医者との癒着がことあるごとに問題視されてきた製薬業界。グラクソ・スミスクライン(GSK)は今年から、MRの評価基準から売上目標を全廃。さらに、医者への寄付金制度なども根本から見直した。業界では驚きをもって受け止められた“挑戦”の真意を聞いた。(聞き手/ダイヤモンド・オンライン編集部 津本朋子)

――今年から、MRの評価基準から売上目標を全廃するという、業界で初めての試みに挑戦しました。背景には医者との癒着体質を改め、透明でクリーンな営業体制を築くという意図があるのでしょうか?

 GSKも昨年、中国で不祥事を起こすなど、厳しい状況もありました。ただ、こうした施策を行おうとグローバルのトップが考え始めたのは不祥事がきっかけではありません。もっと前から、こうした路線を志向し始めていました。

 製薬会社の顧客は誰なのか?それはドクターではなく、患者さんです。GSKが営業活動を熱心にすることで、GSKの薬が合わない患者さんにまで提供されるというようなことがあってはなりません。あくまでも、患者さんの状態に合った、ベストの医薬品が処方されなければならないのです。

フィリップ・フォシェ
1980年、パリ大学で法学位を取得、HEC(経営大学院)にて経営管理修士課程(MBA)を取得。84年、ヘキスト・マリオン・ルセルに入社、96年サノフィ・サンテラボに入社、2001年日本法人社長に就任。05年サノフィ・アベンティス・グループのマネジメントコミッティメンバー、09年シニア・バイスプレジデントに就任。10年よりGSK日本法人社長に就任。 Photo  by  Kazutoshi  Sumitomo

 ではMRは何をすべきなのか?一番の使命は、製品情報を正しくドクターに提供するということです。親密な営業活動を行って「(うちの製品を使うように)ドクターの気を変えさせよう」ということは、してはなりません。

 また、ドクターだって、MRとの関係に多くの時間を割くべきではないはずです。本来、患者さんの治療や、大学の教員であれば、学生の教育、さらには研究などに優先的に取り組むべきでしょう。それらをサポートする存在がMRだと考えています。

――とはいえ、これまでMRは売上高を重要視する職業だったはずです。現場からは戸惑いの声が上がったのではないですか?
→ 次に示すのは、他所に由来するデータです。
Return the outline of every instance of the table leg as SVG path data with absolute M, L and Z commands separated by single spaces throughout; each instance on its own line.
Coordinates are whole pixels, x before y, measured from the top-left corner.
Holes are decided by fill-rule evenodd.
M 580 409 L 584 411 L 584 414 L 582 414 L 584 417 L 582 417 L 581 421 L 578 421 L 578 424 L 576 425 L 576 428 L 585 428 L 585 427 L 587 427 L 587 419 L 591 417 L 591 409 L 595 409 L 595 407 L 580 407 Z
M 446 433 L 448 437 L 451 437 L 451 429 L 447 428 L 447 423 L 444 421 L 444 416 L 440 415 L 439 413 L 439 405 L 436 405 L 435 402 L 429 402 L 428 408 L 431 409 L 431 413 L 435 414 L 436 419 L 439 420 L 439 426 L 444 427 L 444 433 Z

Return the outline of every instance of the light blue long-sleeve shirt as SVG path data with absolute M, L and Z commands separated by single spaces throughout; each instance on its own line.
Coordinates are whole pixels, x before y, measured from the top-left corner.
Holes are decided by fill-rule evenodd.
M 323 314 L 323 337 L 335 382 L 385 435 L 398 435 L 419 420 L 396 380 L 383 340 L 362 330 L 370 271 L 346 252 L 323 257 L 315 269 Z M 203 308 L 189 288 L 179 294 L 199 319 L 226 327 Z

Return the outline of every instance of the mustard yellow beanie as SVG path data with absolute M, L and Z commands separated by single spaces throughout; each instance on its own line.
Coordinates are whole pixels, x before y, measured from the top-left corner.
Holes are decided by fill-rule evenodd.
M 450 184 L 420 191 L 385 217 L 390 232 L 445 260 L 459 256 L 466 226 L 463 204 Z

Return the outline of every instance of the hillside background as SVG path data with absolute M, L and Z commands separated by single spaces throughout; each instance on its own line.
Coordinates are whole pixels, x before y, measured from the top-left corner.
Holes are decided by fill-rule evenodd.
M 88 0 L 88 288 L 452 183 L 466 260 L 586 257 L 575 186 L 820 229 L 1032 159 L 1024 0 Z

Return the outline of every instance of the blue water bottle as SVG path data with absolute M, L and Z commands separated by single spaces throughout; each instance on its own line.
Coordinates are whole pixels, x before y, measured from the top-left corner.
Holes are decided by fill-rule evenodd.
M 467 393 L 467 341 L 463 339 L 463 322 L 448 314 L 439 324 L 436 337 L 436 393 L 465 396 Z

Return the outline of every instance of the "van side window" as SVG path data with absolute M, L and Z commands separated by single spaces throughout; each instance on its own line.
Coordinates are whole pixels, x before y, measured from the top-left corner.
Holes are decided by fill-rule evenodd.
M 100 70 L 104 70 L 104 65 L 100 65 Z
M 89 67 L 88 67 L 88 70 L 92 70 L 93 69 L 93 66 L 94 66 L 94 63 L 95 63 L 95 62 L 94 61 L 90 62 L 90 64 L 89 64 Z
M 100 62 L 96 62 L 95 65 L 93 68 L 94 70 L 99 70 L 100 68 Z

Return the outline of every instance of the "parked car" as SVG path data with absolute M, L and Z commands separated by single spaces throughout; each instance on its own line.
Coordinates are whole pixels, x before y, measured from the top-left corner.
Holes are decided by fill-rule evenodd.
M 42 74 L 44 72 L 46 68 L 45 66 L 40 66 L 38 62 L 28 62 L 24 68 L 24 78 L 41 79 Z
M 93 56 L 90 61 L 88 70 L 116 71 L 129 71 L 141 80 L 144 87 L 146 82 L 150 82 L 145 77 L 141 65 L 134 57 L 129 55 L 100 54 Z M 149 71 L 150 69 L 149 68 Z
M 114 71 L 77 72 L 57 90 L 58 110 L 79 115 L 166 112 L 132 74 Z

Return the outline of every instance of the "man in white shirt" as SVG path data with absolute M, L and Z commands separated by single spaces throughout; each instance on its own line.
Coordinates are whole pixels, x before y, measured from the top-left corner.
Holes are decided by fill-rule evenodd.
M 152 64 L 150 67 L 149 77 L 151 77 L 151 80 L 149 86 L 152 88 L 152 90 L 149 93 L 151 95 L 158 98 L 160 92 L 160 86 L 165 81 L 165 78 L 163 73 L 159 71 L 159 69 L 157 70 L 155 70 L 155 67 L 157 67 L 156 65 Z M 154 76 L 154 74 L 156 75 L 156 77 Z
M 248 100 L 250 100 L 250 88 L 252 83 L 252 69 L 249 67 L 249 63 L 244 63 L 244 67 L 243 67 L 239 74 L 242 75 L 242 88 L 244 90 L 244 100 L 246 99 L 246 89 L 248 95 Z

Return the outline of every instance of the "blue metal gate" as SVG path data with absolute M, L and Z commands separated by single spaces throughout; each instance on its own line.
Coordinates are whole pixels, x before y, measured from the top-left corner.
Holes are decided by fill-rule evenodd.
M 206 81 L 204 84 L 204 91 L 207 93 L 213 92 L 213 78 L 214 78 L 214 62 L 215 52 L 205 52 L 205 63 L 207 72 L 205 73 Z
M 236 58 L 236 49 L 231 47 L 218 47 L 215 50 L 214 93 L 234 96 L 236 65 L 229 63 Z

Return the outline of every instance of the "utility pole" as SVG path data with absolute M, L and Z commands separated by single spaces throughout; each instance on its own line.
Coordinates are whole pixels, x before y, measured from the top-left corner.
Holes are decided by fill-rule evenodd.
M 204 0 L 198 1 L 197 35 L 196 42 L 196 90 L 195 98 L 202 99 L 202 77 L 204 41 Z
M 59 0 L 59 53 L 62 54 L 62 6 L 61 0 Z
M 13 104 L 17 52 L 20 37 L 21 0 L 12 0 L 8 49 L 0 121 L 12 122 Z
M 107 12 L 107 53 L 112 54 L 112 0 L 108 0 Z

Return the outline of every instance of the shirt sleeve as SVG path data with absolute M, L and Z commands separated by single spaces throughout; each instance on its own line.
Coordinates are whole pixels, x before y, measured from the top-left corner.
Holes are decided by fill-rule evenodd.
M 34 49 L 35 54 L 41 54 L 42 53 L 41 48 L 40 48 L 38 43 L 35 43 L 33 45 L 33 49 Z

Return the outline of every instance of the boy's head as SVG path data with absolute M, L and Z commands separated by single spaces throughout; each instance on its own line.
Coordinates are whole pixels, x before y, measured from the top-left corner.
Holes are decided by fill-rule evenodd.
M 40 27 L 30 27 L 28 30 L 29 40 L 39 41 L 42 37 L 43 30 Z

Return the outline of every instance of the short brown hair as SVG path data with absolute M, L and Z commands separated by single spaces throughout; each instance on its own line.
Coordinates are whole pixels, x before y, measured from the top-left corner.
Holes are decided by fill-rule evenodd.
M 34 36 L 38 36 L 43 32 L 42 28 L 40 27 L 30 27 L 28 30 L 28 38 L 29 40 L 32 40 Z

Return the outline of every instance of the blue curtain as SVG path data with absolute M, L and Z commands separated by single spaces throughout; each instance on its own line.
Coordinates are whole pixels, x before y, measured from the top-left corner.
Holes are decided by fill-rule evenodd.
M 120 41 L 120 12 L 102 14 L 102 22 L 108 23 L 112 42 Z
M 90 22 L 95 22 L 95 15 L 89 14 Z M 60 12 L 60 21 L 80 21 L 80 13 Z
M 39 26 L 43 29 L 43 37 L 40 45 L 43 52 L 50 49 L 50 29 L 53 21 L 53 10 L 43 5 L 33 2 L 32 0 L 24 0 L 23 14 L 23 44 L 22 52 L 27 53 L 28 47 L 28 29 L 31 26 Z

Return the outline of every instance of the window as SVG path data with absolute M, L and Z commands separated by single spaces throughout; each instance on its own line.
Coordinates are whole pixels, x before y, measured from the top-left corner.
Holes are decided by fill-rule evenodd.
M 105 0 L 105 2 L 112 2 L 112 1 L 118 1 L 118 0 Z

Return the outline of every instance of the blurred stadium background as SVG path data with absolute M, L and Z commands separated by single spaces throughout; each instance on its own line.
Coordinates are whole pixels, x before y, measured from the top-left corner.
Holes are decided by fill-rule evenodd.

 いいえ、あまり懸念の声は出ませんでした。日本ではこれまでも、売上は評価基準の一部でしかなく、チームワークを重視するカルチャーだったことも影響しているかもしれませんね。グローバルで見れば、国によっては売上が評価に占める割合が大きいところもあります。そうした地域では、また違った反応があったかもしれませんが。

 また、売上を重点的に考えると、詳細なセールスデータを収拾しなければなりませんよね。どの患者さんに、どのように処方されただとか。当然ながら、それは機密データですから、簡単には手に入らず不正確になりがちです。集めにくいデータを苦労してかき集めて売り込もうとか、複雑なことをしなければなりません。むしろ、売上という評価基準をなくした方が、すっきりするのです。